Id
35  
Date
19/01/2009  
First
Anastasia  
Surname
BABUROVA  
Sex/Age
F, 25  
Incident
homicide  
Motive
J  
Place
street  
Job
journalist  
Medium
print  
Federal District Plus
Moscow  
Street, Town, Region
Prechistenka Street  
Freelance
yes  
Local/National
national, Novaya gazeta  
Other Ties
anti-fascist activist  
Cause of Death
murder, shot  
Legal Qualification
105 (murder)  
Impunity
investigation  
Post Image

On 19 January 2009 Anastasia Baburova, a journalist with Novaya gazeta, was shot in the centre of Moscow, together with the lawyer Stanislav Markelov. They were returning from a press conference on Prechistenka Street when a gunman approached Markelov from behind and shot him in the head. Baburova took several steps towards Markelov’s assailant. He turned and also shot her. Markelov was killed on the spot; Baburova died several hours later in hospital.

There were several suggestions as to why Markelov, and Baburova, were attacked. One linked Markelov’s involvement as a lawyer in the case of Mikhail Beketov, chief editor of Khimkinskaya pravda. A second suggestion is that Markelov’s call, issued at the press conference, for the recently paroled ex-colonel Budanov to be sent back to prison was the reason. Some sources say the lawyer was repeatedly threatened with death if he did not leave Budanov alone. A third suggestion was that nationalists had taken revenge for the antifascist activities of Markelov, and Baburova. Among his other activities, Markelov was also the lawyer responsible for Novaya gazeta’s various cases: the Domnikov murder, the cases that arose from Anna Politkovskaya’s various publications ...

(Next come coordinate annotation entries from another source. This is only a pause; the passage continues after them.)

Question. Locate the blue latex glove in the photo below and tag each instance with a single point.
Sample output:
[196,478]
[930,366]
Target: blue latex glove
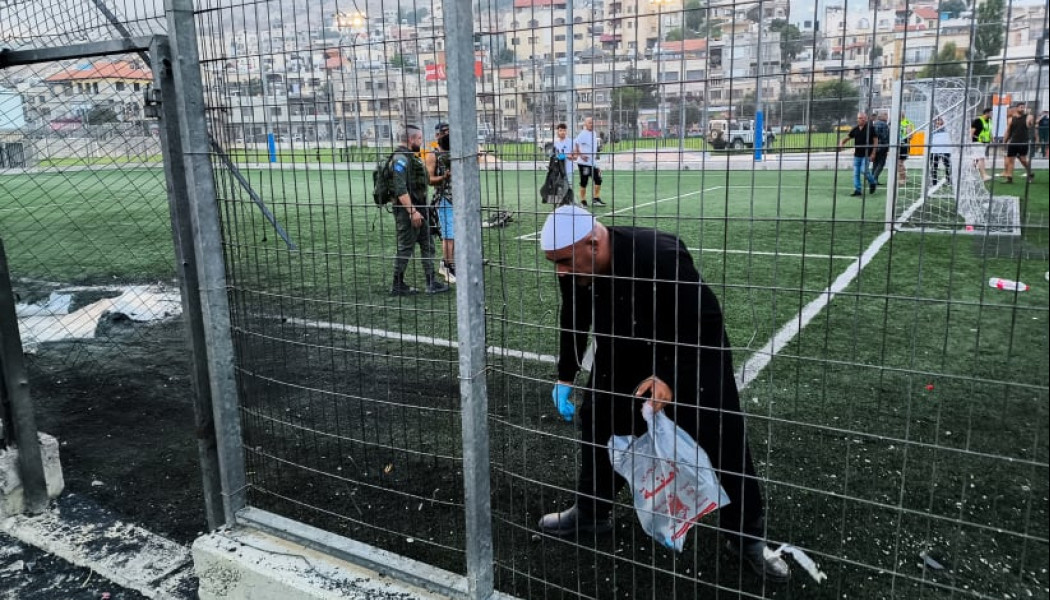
[561,394]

Baburova was 25 and a trainee journalist with Novaya gazeta. She had moved from the Crimea to Moscow to study but soon decided that journalism and, in particular, the exposure of neo-fascist and racist violence was her field.


Update, 5 July 2009

The murderer of lawyer Stanislav Markelov and journalist Anastasia Baburova will be caught, announced Alexander Bastrykin, the head of the Investigative Committee of the Prosecutor General’s Office, at a press conference at the Interfax head office.

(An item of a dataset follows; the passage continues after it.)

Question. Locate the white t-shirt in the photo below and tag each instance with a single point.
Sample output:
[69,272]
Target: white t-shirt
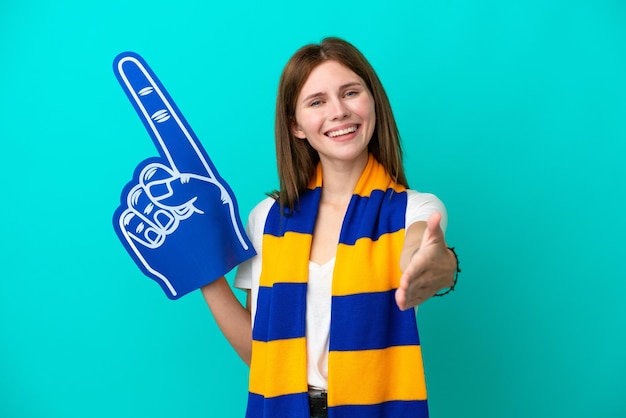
[419,208]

Investigators know whom they are looking for, he said, but have not found him yet. The appearance and approximate occupation of the murderer, his contacts and ideology, are known. “The murderer is somewhere here, around,” Bastrykin said and criticized his police colleagues for being too slow.

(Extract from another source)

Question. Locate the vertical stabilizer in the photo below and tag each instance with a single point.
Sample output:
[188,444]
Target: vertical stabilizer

Markelov had run several widely-reported cases and shortly before his death tried to protest the release of Yury Budanov on parole. Quite often the lawyer represented the interests of anarchist and pacifist movements having problems with the law. He was active against neo-Nazi and fascist groups. One of his clients was Mikhail Beketov, a lawyer in conflict with the authorities in the town of Khimki.